“The Stealth Campaign to Kill Off Obamacare”

NYT:

In 2010, before the Affordable Care Act was passed by Congress, the pharmaceutical industry’s top lobbying group was a very public supporter of the measure. It even helped fund a multimillion-dollar TV ad campaignbacking passage of the law.

But last year, when Republicans mounted an aggressive effort to repeal the law, the group made a point of staying outside the fray. “We’ve not taken a position,” Stephen Ubl, head of the organization, the Pharmaceutical Research and Manufacturers of America, known as PhRMA, said in an interview in March 2017.

That stance, however, was at odds with its financial support of another group, the American Action Network, which was heavily involved in the effort to repeal the act, often referred to as Obamacare. The network spent an estimated $10 million on an ad campaign designed to build voter support for its elimination…

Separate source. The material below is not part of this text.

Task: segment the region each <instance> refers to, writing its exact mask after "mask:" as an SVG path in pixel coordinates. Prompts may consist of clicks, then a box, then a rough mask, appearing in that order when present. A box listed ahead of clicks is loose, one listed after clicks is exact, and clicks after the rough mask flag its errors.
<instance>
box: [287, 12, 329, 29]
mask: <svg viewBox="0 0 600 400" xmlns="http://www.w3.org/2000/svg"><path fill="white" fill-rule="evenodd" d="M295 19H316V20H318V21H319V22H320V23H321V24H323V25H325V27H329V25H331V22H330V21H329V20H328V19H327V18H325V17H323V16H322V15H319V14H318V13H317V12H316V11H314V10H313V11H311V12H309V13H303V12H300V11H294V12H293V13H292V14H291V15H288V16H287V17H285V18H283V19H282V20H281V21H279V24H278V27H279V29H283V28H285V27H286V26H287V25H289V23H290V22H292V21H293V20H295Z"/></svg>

PhRMA was one of AAN’s biggest donors the previous year, giving it $6.1 million, federal regulatory filings show. And PhRMA had a substantial interest in the outcome of the repeal efforts. Among other actions, the Republican-backed health bill would have eliminated a fee the companies pay the federal government, one estimated at $28 billion over a decade.

But there was no way the public could have known at the time about PhRMA’s support of the network or the identity of other deep-pocketed financiers behind the group.

Unlike groups receiving its funds, PhRMA and similar nonprofits must report the grants in their own Internal Revenue Service filings. But the disclosures don’t occur until months or sometimes more than a year after the donation.